A Comparative Study of Random Forests and CNN in Estimating Biomass and the Relative Importance of Spectral Bands, Cloud Cover, Latitude, and Longitude in the Modeling Process
This repository contains work for the final project for IDS 705. This project’s goal is to to improve the efficiency of biomass estimation using machine learning techniques in areas experiencing deforestation. Biomass has traditionally been measured manually by field experts, which is costly, time-consuming, and difficult to scale. This project explores remote sensing techniques using satellite images. Specifically, this analysis compares the performance of Random Forest models against ResNet Convolution Neural Networks in predicting Above Ground Biomass (AGB) of cocoa plantations in Côte d'Ivoire.
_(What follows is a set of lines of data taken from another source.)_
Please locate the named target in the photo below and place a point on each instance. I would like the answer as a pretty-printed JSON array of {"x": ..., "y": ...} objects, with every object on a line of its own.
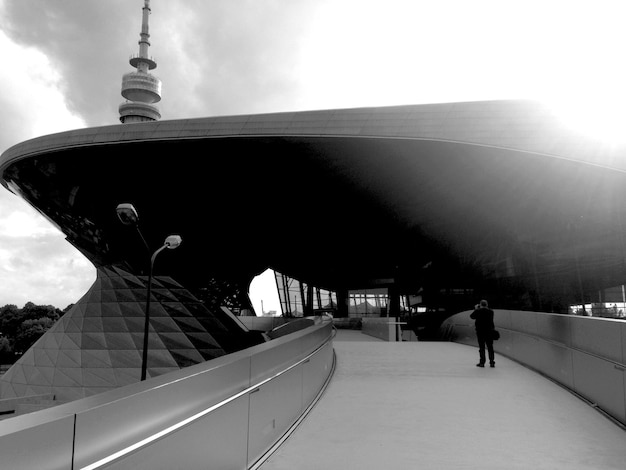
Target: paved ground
[{"x": 426, "y": 405}]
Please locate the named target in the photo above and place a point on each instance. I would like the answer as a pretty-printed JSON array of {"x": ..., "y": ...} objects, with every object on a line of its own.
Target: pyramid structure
[{"x": 97, "y": 345}]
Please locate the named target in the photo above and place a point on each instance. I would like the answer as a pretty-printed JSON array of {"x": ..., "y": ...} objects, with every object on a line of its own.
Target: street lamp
[{"x": 128, "y": 216}]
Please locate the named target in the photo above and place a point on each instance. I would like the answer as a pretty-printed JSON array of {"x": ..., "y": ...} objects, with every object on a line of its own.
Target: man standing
[{"x": 484, "y": 330}]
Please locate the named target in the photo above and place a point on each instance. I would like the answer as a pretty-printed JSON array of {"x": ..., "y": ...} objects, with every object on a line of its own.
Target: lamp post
[{"x": 128, "y": 216}]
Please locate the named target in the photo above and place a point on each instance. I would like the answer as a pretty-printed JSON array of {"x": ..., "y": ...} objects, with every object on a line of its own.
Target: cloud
[{"x": 64, "y": 61}]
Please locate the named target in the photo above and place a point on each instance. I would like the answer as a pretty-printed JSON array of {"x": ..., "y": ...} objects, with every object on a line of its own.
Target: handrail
[{"x": 171, "y": 429}]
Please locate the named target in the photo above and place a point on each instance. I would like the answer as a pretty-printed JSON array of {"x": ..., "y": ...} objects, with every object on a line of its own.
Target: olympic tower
[{"x": 141, "y": 89}]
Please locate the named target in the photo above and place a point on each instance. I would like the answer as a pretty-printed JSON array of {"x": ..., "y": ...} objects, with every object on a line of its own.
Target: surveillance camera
[
  {"x": 173, "y": 241},
  {"x": 127, "y": 214}
]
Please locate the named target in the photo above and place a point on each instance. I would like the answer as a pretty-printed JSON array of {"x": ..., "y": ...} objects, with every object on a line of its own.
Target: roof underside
[{"x": 433, "y": 197}]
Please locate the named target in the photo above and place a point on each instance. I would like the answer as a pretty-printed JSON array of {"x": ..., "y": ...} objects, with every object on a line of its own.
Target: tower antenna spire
[{"x": 141, "y": 89}]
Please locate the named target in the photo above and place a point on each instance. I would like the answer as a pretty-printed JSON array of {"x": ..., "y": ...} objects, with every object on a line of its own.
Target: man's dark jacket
[{"x": 484, "y": 320}]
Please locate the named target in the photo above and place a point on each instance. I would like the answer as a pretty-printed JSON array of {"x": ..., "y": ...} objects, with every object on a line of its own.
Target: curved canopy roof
[{"x": 480, "y": 195}]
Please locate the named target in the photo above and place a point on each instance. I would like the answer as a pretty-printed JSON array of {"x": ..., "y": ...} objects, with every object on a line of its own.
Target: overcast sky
[{"x": 62, "y": 63}]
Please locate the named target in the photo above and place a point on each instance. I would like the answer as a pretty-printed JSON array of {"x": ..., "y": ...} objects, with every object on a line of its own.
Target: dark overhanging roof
[{"x": 345, "y": 197}]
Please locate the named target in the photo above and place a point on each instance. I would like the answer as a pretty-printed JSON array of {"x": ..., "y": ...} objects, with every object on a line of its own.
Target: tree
[
  {"x": 10, "y": 320},
  {"x": 20, "y": 328}
]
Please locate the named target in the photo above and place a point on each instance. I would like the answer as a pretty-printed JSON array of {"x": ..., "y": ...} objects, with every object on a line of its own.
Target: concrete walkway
[{"x": 426, "y": 405}]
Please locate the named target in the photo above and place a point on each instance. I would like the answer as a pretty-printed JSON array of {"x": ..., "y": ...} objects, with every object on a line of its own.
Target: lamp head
[
  {"x": 127, "y": 214},
  {"x": 173, "y": 241}
]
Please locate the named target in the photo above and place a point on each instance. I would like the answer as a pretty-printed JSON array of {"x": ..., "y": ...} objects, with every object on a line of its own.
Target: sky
[{"x": 63, "y": 61}]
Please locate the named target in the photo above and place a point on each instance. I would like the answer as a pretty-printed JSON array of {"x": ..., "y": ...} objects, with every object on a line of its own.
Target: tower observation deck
[{"x": 141, "y": 89}]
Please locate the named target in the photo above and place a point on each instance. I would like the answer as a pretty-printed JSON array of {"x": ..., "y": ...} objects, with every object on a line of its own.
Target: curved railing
[
  {"x": 227, "y": 413},
  {"x": 585, "y": 354}
]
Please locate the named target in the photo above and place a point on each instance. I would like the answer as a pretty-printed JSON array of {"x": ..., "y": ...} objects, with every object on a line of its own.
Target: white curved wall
[
  {"x": 585, "y": 354},
  {"x": 261, "y": 392}
]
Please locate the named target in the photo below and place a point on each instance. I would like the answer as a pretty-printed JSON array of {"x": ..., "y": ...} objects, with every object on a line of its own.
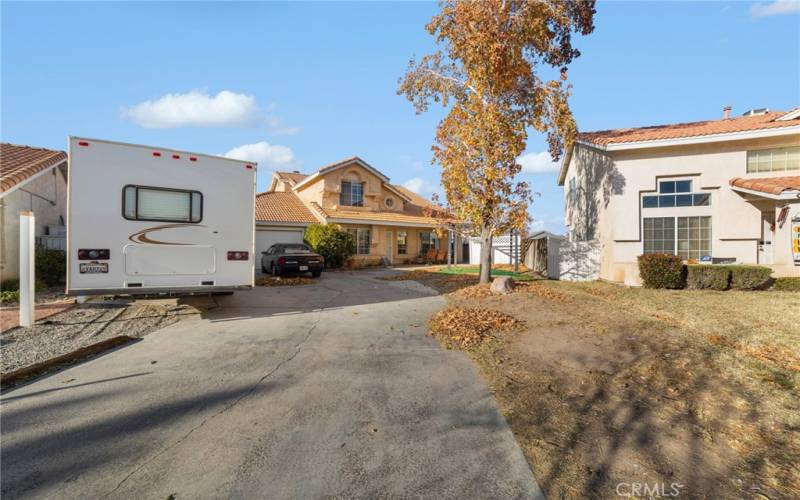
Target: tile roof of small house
[
  {"x": 768, "y": 120},
  {"x": 282, "y": 207},
  {"x": 20, "y": 163},
  {"x": 769, "y": 185}
]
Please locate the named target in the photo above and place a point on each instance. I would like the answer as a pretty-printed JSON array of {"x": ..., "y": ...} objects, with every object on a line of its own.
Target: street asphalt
[{"x": 326, "y": 390}]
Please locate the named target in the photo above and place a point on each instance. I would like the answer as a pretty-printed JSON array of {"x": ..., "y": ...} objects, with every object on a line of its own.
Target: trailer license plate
[{"x": 94, "y": 267}]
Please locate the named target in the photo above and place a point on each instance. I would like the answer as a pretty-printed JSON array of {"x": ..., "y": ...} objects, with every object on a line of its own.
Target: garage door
[{"x": 265, "y": 238}]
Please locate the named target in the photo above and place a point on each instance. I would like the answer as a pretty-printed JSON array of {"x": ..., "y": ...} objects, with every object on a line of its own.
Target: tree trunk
[{"x": 486, "y": 256}]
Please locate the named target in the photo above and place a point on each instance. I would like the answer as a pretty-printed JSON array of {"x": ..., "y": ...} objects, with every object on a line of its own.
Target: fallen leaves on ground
[
  {"x": 474, "y": 292},
  {"x": 464, "y": 327},
  {"x": 284, "y": 281}
]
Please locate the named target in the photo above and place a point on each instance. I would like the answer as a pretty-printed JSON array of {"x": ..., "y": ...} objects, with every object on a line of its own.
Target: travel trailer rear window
[{"x": 161, "y": 204}]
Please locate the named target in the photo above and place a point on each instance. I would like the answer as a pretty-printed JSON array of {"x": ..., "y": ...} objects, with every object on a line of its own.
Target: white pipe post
[{"x": 27, "y": 278}]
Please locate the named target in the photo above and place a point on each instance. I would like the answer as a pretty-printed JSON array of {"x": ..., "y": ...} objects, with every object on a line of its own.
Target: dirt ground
[
  {"x": 608, "y": 386},
  {"x": 86, "y": 324}
]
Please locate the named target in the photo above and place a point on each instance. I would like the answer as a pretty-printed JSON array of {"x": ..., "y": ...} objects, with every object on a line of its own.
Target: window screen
[
  {"x": 162, "y": 204},
  {"x": 773, "y": 160},
  {"x": 659, "y": 235},
  {"x": 402, "y": 242}
]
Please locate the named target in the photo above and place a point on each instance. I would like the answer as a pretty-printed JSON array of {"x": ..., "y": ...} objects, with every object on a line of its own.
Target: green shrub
[
  {"x": 9, "y": 284},
  {"x": 51, "y": 266},
  {"x": 331, "y": 242},
  {"x": 749, "y": 277},
  {"x": 662, "y": 270},
  {"x": 707, "y": 276},
  {"x": 787, "y": 284}
]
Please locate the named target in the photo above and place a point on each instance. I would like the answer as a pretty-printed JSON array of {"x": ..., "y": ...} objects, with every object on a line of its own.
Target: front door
[
  {"x": 767, "y": 236},
  {"x": 389, "y": 247}
]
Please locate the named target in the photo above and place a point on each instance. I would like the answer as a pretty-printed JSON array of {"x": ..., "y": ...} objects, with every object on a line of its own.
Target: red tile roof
[
  {"x": 684, "y": 130},
  {"x": 770, "y": 185},
  {"x": 282, "y": 207},
  {"x": 20, "y": 163}
]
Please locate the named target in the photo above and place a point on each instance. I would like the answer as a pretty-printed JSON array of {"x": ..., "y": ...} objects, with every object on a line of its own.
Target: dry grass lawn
[{"x": 606, "y": 384}]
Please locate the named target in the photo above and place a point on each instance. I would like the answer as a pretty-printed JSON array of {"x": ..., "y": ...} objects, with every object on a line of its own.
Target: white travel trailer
[{"x": 143, "y": 220}]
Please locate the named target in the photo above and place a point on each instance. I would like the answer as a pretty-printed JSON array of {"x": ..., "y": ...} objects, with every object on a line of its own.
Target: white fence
[
  {"x": 503, "y": 251},
  {"x": 573, "y": 260}
]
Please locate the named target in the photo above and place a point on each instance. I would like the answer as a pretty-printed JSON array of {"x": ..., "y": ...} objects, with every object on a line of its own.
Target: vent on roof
[{"x": 756, "y": 112}]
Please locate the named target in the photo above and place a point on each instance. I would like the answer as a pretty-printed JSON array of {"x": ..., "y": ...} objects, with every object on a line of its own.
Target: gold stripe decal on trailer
[{"x": 142, "y": 236}]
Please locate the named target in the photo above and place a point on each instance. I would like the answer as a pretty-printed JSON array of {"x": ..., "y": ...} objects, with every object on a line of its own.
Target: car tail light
[
  {"x": 235, "y": 255},
  {"x": 94, "y": 254}
]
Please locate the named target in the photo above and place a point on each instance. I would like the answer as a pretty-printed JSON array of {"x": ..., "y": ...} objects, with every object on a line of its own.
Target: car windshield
[{"x": 296, "y": 249}]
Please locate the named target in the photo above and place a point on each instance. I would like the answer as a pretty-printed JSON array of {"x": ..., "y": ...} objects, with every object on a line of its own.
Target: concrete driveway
[{"x": 330, "y": 390}]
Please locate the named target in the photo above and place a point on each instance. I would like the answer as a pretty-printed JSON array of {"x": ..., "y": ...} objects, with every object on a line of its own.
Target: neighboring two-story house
[
  {"x": 391, "y": 224},
  {"x": 719, "y": 191}
]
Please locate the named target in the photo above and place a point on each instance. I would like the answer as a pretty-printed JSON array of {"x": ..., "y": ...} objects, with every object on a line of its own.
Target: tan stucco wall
[
  {"x": 608, "y": 205},
  {"x": 378, "y": 248},
  {"x": 326, "y": 190},
  {"x": 50, "y": 185}
]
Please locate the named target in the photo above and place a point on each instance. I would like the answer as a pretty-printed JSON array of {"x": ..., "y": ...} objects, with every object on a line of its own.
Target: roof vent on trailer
[{"x": 756, "y": 112}]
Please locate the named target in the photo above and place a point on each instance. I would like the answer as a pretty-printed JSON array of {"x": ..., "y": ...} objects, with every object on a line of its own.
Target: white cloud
[
  {"x": 420, "y": 186},
  {"x": 537, "y": 163},
  {"x": 265, "y": 154},
  {"x": 276, "y": 126},
  {"x": 195, "y": 109},
  {"x": 776, "y": 8}
]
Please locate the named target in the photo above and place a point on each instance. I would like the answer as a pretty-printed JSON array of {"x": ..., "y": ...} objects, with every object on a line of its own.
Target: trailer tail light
[
  {"x": 234, "y": 255},
  {"x": 94, "y": 254}
]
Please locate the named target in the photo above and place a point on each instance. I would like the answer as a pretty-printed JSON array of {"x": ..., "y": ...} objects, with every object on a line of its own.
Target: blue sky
[{"x": 300, "y": 85}]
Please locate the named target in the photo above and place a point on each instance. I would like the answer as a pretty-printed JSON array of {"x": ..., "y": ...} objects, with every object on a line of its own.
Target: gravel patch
[{"x": 83, "y": 325}]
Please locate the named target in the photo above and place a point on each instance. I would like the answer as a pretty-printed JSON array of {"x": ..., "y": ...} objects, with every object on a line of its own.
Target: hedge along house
[
  {"x": 391, "y": 224},
  {"x": 717, "y": 191},
  {"x": 31, "y": 179}
]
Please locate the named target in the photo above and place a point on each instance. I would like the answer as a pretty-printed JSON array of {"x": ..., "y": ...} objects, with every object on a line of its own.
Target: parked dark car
[{"x": 283, "y": 258}]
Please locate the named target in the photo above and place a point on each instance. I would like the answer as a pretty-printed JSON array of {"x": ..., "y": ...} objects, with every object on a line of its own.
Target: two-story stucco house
[
  {"x": 390, "y": 223},
  {"x": 717, "y": 191}
]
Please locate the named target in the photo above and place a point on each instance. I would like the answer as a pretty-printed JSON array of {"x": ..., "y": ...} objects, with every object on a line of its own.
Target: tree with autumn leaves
[{"x": 486, "y": 74}]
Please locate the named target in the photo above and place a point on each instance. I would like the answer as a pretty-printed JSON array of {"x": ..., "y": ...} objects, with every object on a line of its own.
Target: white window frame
[
  {"x": 353, "y": 190},
  {"x": 357, "y": 232}
]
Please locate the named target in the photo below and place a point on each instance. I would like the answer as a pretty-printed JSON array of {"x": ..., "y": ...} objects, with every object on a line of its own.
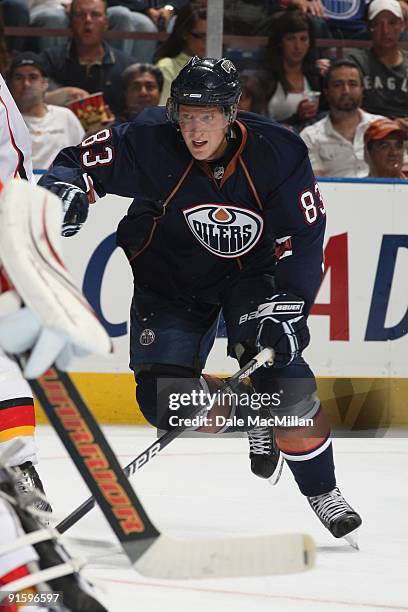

The results of this project suggests that these models are ineffective at predicting biomass from Sentinel-2 satellite imagery. While other studies have successfully implemented both of these methods for predicting biomass, the referenced work appears limited to higher resolution imagery (i.e. UAV and high resolution imagery). Additionally, this analysis compares the importance of the image data (i.e., spectral bands, cloud cover, and location), which suggests that the Infrared and vegetation red wavelengths are most important in predicting biomass. However, due to the inconsistency in feature importance across models, and multicollinearity between bands, this analysis cannot be considered a causal effect.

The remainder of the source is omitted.